No esperen que emita una opinión referida al reclamo del sector. No se si es o no un reclamo justo, digno, legitimo, desconozco a cuanto cotiza hoy una tonelada de trigo en el mercado internacional y lo que significa para un productor, pequeño, mediano o grande las famosas retenciones del 40%.

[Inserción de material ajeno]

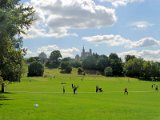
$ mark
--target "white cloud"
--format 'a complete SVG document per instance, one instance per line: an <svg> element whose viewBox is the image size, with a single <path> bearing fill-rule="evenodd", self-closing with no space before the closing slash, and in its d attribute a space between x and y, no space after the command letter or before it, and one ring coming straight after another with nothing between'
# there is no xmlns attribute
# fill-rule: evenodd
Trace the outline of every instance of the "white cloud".
<svg viewBox="0 0 160 120"><path fill-rule="evenodd" d="M59 46L57 45L48 45L48 46L43 46L43 47L40 47L37 49L37 55L41 52L44 52L47 54L47 56L50 55L50 53L54 50L59 50L62 54L62 57L71 57L73 58L75 56L75 53L76 52L79 52L79 49L78 48L75 48L75 47L71 47L71 48L67 48L67 49L63 49L63 48L60 48Z"/></svg>
<svg viewBox="0 0 160 120"><path fill-rule="evenodd" d="M108 44L109 46L123 45L125 48L160 46L160 41L152 37L145 37L138 41L133 41L124 38L120 35L96 35L96 36L83 37L82 39L91 43L95 43L96 45L105 43Z"/></svg>
<svg viewBox="0 0 160 120"><path fill-rule="evenodd" d="M148 27L152 27L153 24L151 24L151 23L149 23L147 21L137 21L137 22L132 23L131 26L134 29L146 29Z"/></svg>
<svg viewBox="0 0 160 120"><path fill-rule="evenodd" d="M75 35L73 28L99 28L117 21L115 10L96 5L93 0L30 0L37 20L28 37Z"/></svg>
<svg viewBox="0 0 160 120"><path fill-rule="evenodd" d="M101 1L109 2L113 6L118 7L118 6L126 6L129 3L143 2L144 0L101 0Z"/></svg>
<svg viewBox="0 0 160 120"><path fill-rule="evenodd" d="M96 44L106 43L110 46L119 46L130 42L130 40L123 38L120 35L96 35L83 37L82 39Z"/></svg>
<svg viewBox="0 0 160 120"><path fill-rule="evenodd" d="M130 45L131 48L150 47L150 46L160 46L160 41L152 37L145 37L138 41L132 42L132 44Z"/></svg>
<svg viewBox="0 0 160 120"><path fill-rule="evenodd" d="M142 50L142 51L128 51L118 53L118 55L124 59L125 55L135 55L136 57L144 58L149 61L159 61L160 62L160 50Z"/></svg>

En los medios se habla de la favorable coyuntura internacional para los países exportadores de alimentos, en relación a esa favorable coyuntura internacional habría que hacer otro ejercicio de memoria: Ya se dio en el mundo otra “favorable coyuntura internacional para los países productores de alimentos” durante la segunda guerra mundial Argentina le vendió muchas toneladas de trigo a Europa, aun asi, seguimos siendo un país del tercer mundo, porque no hay país del primer mundo que no sea industrializado y no hay país industrializado que no sea del primer mundo. No pretendo que dejemos de vender trigo y vacas, pero no podemos pretender que eso nos lleve a ser mas de lo que somos, asi como en el resto de Latinoamérica hay “Republicas Bananeras” nosotros seguiremos siendo una “Republica Panadera”. Vendamos vacas y trigo, pero aprendamos a fabricar computadoras.
Como conclusión general y final a mi exposición quiero añadir que es a mi parecer tremenda ironía manifestarse “para que las cosas cambien” en apoyo a un sector que es por naturaleza histórica reaccionario y conservador.